She started an aircraft repair business, Cramlington Aircraft, with Walter Runciman, later Viscount Runciman, participated successfully in air races with him, and was one of a group of flying socialites. She was "one of the first women to fly over the Alps, in a de Havilland Tiger Moth", and was the first in Great Britain to design and fly a glider.
Aircraft owned:
- Sopwith Grasshopper G-EAIN February 1928 to May 1929
- Westland Widgeon IIIa G-AAJF June 1929 to May 1931 (crashed in Germany)

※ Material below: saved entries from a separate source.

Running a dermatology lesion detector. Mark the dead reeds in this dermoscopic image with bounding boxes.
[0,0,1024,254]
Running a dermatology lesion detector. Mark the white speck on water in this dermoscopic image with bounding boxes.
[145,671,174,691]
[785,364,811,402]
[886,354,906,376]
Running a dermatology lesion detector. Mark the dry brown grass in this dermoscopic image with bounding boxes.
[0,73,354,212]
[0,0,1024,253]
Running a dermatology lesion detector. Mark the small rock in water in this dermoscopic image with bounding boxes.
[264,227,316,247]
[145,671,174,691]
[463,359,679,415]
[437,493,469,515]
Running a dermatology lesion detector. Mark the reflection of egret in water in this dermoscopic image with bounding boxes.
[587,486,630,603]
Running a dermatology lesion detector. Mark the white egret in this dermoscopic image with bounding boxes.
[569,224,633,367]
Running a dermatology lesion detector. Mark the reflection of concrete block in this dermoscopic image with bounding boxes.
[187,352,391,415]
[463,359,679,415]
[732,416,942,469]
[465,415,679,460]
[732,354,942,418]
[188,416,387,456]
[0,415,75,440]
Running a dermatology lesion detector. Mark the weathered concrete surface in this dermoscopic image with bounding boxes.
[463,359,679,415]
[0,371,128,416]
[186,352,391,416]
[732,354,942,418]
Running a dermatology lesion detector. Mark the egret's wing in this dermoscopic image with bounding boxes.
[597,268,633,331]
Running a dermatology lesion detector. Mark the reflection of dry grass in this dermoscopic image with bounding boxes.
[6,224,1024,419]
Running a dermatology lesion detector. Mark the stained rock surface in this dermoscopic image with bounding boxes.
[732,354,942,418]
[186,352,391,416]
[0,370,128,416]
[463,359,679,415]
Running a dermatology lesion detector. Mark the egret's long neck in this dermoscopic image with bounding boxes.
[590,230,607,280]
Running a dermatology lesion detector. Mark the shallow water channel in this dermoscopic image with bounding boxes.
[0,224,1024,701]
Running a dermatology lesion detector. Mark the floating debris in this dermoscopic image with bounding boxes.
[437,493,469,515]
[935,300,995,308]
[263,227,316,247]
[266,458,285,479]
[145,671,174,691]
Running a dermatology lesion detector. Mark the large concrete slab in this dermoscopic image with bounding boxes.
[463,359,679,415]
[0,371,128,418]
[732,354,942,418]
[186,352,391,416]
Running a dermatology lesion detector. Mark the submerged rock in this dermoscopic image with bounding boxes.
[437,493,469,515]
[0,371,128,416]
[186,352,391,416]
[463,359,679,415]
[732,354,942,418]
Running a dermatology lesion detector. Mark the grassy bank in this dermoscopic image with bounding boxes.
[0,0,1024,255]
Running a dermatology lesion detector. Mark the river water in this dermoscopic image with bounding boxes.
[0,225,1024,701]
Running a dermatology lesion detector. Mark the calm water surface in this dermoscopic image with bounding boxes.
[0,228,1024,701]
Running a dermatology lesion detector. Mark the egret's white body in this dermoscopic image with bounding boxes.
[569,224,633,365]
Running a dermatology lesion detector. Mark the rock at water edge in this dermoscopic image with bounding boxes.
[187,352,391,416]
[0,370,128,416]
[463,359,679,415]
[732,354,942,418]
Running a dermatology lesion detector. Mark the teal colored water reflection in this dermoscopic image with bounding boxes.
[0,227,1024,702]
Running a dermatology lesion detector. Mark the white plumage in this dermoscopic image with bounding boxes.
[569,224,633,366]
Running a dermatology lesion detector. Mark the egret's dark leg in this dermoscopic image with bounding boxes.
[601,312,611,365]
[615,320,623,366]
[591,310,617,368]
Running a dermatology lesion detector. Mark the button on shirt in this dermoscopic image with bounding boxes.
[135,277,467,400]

- De Havilland DH.60 Cirrus Moth G-EBRX February 1932 to June 1933
- Comper Swift G-ABUU April 1934 to May 1940
Air Transport Auxiliary
When World War II broke out she was working in the map department at Bristol Airport and volunteered as one of the first members of the Air Transport Auxiliary, female pilots who delivered aircraft from the manufacturers; her instructor in military flying was her cousin John "Jack" Armour. She achieved the ATA rank of Flight Captain, flying heavy bombers as well as fighters to airfields in many countries.
Later life
After the war ended she became a United Nations special representative to the Greek island of Icaria and received an award of merit from the International Union for Child Welfare. She reluctantly gave up flying in 1958 and retired to a farm in Little Bavington, Northumberland, where she cared for rescued donkeys.
Leathart is buried at Thockrington church; she had requested her grave not be marked, but friends placed as a marker the stone she used to step into her unheated swimming pool every day regardless of weather.
Northumberland Archives hold a collection of her papers including a number of photograph albums which record her adventures in aviation from the 1920s to the 1940s.